Estudo pioneiro no Brasil

O Einstein iniciou um estudo clínico que acompanhará 60 pacientes com câncer de pulmão e de tireoide ao longo de 24 meses. Esses tipos de tumor foram escolhidos pela facilidade de acesso cirúrgico e pela maturidade dos algoritmos usados na detecção.

A caneta já foi testada em mais de 100 cirurgias nos EUA, com acurácia superior a 92%, segundo pesquisa publicada na “JAMA Surgery” em 2023. O objetivo agora é comparar os resultados com os exames anatomopatológicos para medir sua precisão e sensibilidade.

As próximas fases devem incluir análises em tumores de mama, fígado e ovário, que já demonstraram resultados promissores em testes laboratoriais.

Do diagnóstico à personalização do tratamento

Os pesquisadores brasileiros também querem descobrir se o dispositivo pode ir além da simples detecção do câncer. Há a expectativa de que a MasSpec Pen consiga identificar a “temperatura imunológica” do tumor — ou seja, se ele é um tipo “quente”, com presença de células de defesa, ou “frio”, quando o sistema imune não reconhece a doença.

Essa informação, geralmente obtida apenas dias após a cirurgia, é fundamental para orientar terapias modernas, como a imunoterapia. Se a caneta conseguir realizar essa leitura em tempo real, os médicos poderão planejar o tratamento logo após a operação, acelerando decisões e tornando o processo mais personalizado.

A tecnologia por trás da inovação

O segredo da caneta está na parceria com a Thermo Fisher Scientific, que fornece o espectrômetro de massas Orbitrap 240, um equipamento de alta precisão que interpreta o conteúdo químico das amostras coletadas.

Ao entrar na máquina, as moléculas extraídas são separadas conforme massa e carga elétrica, o que gera uma assinatura molecular.
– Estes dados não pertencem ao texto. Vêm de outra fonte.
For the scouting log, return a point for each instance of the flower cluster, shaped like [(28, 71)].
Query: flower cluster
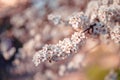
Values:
[(60, 50), (79, 21), (106, 16), (115, 34)]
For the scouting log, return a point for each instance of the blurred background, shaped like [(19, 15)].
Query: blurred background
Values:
[(25, 29)]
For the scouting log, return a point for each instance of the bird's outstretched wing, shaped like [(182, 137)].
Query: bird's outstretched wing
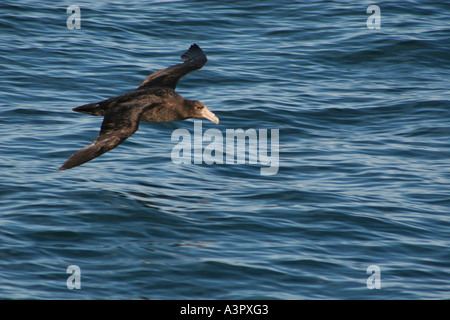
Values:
[(119, 124), (193, 59)]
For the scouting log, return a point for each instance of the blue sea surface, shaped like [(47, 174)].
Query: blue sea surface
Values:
[(364, 152)]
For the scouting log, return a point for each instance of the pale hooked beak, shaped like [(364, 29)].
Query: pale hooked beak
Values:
[(207, 114)]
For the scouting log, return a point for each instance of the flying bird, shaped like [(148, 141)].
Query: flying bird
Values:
[(155, 100)]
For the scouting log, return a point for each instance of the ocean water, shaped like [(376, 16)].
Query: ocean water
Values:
[(363, 177)]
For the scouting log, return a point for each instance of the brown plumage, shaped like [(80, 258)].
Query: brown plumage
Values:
[(155, 100)]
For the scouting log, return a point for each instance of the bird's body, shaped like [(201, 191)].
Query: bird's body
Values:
[(155, 100)]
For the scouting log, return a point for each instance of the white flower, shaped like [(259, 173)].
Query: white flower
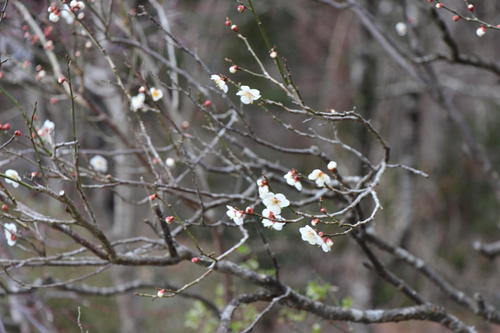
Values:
[(54, 17), (77, 5), (319, 177), (293, 180), (274, 202), (270, 220), (10, 230), (326, 244), (45, 133), (236, 215), (310, 235), (156, 94), (137, 102), (332, 165), (247, 95), (67, 15), (219, 81), (170, 162), (481, 31), (99, 163), (401, 28), (14, 175)]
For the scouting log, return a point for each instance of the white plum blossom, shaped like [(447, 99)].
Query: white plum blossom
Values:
[(263, 188), (248, 95), (99, 163), (14, 175), (137, 102), (10, 230), (271, 218), (319, 177), (67, 15), (401, 28), (236, 215), (332, 165), (77, 5), (170, 162), (156, 94), (274, 202), (219, 82), (310, 235), (46, 131), (292, 179)]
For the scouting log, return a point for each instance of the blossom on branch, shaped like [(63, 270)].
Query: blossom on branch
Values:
[(99, 163), (156, 94), (274, 202), (14, 175), (292, 179), (310, 236), (248, 95), (271, 218), (236, 215)]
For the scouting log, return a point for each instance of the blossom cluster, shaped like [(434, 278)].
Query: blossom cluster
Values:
[(247, 94), (66, 12), (275, 202)]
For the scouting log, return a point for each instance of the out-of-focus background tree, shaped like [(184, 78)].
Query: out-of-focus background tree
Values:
[(425, 80)]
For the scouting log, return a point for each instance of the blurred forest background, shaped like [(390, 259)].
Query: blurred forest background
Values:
[(337, 64)]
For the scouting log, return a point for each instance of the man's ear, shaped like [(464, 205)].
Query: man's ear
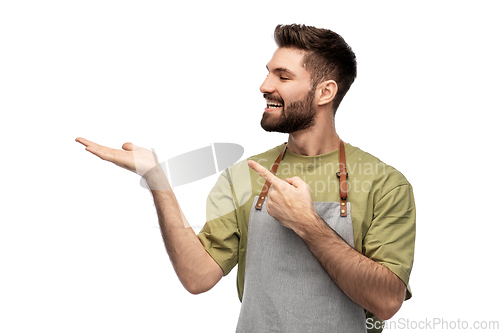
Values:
[(326, 91)]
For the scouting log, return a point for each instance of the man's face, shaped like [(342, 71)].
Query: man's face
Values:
[(290, 101)]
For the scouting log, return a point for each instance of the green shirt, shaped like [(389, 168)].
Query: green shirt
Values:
[(381, 199)]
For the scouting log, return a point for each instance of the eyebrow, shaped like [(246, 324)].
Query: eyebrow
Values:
[(282, 70)]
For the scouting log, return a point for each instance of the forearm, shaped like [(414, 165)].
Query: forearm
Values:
[(367, 283), (196, 269)]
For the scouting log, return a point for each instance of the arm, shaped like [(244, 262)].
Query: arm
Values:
[(369, 284), (196, 269)]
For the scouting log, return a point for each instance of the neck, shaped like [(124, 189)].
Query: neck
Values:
[(319, 139)]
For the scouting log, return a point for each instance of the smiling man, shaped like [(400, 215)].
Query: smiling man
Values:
[(323, 233)]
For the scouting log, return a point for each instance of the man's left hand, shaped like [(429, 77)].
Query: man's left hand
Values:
[(289, 201)]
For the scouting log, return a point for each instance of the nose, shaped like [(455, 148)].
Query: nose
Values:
[(267, 87)]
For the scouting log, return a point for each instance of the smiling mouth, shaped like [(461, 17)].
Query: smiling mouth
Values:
[(273, 105)]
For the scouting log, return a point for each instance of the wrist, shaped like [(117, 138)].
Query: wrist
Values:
[(156, 179)]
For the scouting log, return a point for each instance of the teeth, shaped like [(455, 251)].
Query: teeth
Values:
[(273, 105)]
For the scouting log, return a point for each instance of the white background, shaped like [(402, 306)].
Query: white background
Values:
[(80, 250)]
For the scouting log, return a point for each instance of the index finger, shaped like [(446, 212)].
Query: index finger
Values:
[(264, 173)]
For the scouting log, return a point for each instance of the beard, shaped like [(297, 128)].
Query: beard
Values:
[(294, 117)]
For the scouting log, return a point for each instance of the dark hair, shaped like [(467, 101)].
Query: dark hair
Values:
[(328, 58)]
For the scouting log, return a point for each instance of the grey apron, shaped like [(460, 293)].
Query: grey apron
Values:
[(286, 289)]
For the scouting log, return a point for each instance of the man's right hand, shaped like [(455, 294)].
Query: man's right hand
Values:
[(196, 269), (136, 159)]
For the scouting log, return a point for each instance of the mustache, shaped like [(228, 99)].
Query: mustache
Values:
[(274, 98)]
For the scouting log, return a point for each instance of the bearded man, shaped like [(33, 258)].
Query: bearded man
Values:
[(323, 233)]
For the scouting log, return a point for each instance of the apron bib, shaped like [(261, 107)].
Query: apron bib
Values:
[(286, 289)]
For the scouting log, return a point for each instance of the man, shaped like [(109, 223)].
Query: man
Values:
[(325, 236)]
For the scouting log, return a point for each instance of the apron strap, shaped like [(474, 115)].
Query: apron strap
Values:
[(343, 185), (267, 185), (341, 174)]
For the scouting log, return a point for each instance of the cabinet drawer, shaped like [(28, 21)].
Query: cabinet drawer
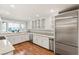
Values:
[(65, 49)]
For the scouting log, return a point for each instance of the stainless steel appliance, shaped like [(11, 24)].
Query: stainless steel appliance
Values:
[(66, 33)]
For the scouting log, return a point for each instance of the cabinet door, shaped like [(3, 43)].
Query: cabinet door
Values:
[(45, 42), (35, 39), (11, 40)]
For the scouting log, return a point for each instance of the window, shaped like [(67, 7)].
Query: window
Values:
[(38, 23), (13, 27), (43, 23), (22, 27), (3, 27)]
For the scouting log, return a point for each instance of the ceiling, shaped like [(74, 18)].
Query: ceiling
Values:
[(31, 11)]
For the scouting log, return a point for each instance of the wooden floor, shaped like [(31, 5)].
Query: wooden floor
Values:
[(28, 48)]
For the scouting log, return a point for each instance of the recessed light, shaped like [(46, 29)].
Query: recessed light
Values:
[(7, 13), (37, 15), (51, 10), (13, 6)]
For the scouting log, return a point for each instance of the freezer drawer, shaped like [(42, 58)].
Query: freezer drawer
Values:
[(66, 31), (65, 49)]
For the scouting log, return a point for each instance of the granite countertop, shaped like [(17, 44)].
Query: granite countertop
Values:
[(5, 47)]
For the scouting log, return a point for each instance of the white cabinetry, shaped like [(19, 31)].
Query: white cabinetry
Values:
[(41, 40), (15, 39)]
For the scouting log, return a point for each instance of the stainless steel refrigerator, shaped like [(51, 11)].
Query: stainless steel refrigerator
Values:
[(66, 33)]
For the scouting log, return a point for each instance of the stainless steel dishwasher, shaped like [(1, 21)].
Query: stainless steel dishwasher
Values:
[(66, 33)]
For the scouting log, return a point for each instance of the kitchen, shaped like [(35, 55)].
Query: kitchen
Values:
[(37, 29)]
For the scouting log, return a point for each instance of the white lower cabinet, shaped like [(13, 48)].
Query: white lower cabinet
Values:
[(15, 39), (41, 40)]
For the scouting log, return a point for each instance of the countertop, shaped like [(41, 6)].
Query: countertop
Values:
[(45, 35), (5, 47), (13, 34)]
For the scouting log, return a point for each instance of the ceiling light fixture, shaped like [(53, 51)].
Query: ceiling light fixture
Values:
[(37, 15), (13, 6), (7, 13), (51, 10)]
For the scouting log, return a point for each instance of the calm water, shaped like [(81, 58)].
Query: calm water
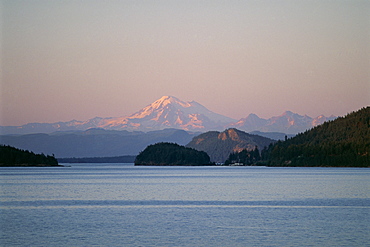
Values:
[(123, 205)]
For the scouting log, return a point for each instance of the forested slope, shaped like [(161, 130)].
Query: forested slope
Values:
[(341, 142)]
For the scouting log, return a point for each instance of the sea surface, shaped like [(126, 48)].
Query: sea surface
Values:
[(124, 205)]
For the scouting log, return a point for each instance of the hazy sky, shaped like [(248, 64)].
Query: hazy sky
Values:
[(64, 60)]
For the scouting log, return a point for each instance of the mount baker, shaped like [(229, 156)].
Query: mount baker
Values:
[(170, 112)]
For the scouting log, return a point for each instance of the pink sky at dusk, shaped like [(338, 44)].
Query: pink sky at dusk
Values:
[(64, 60)]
Um software de inteligência artificial então compara esses dados a um banco de padrões de diferentes tipos de tumores, permitindo uma leitura quase imediata.

Ciência brasileira

Nascida em Campinas (SP) e formada em Química pela Unicamp, Lívia Eberlin construiu carreira internacional em instituições como Purdue University e Stanford. Hoje, além de sua atuação acadêmica, ela lidera a MS Pen Technologies, startup responsável pelo desenvolvimento comercial do equipamento.

O próximo passo é a aprovação regulatória pela FDA, nos Estados Unidos, e, posteriormente, pela Anvisa no Brasil. Para Eberlin, o estudo conduzido no Einstein é uma forma de mostrar que a ciência brasileira tem alcance global e pode gerar impacto direto na vida dos pacientes.